Local business owners anticipating economic boost from riverboats
BATON ROUGE- The American Queen sits right at this docking site on the Mississippi River. It's on an eight-day cruise, bringing people from all over the world on its voyage from Memphis, Tennessee to New Orleans.
"After Katrina, basically all riverboats traffic stopped for several years," said Davis Rhorer, the Executive Director for the Downtown Development District.
The cruise line business resumed in 2012. Fast forward to today, more people are starting to hop on board.
"We had riverboats, but we never had this many before," Rhorer said.
Based on the 2019 Riverboat schedule, there will be 109 riverboat dockings in the city.
"We did see this as a win-win for Baton Rouge because of the economic impact that it brought," said Karron Alford, Director of Marketing and Technology for Visit Baton Rouge.
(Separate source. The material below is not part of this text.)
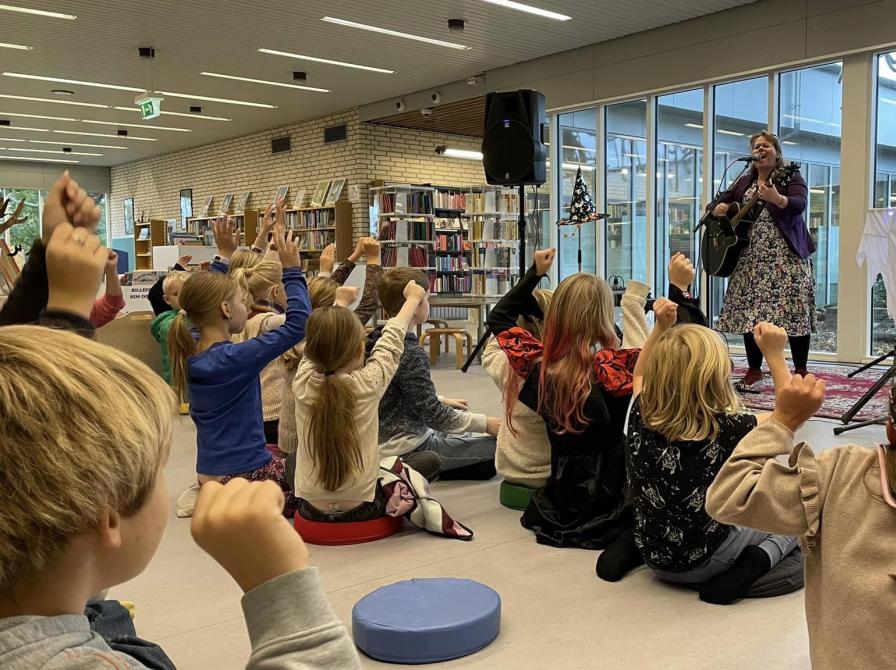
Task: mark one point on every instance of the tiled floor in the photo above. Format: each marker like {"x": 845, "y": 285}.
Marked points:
{"x": 556, "y": 613}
There are more than 400 passengers aboard the American Queen. That means you have 400 more people touring all over different parts of the city, whether it be dining in or shopping.
"We knew that during slow periods, when these boats were docked, that people would go into the local attractions and the Museums," Alford said.
And for the business, this means one thing: an economic win. This what the LSU's Museum of Arts Shopping Center is experiencing now.
"We estimate about 15 percent of our sales are now coming from the riverboat. Visitors are tourists and about 30 percent of the visitors to the museum upstairs, " Executive Director Daniel Stetson said.
Stetson says the riverboats in the area makes a big difference.
"There was one month when they were off for a while doing repairs, we saw a dramatic decline actually in our store sales," Stetson said.
In 2018, a total of 18,000 people participated in riverboat cruises. They expect that number to rise this year.
For 2020, there are already two dockings added to the schedule.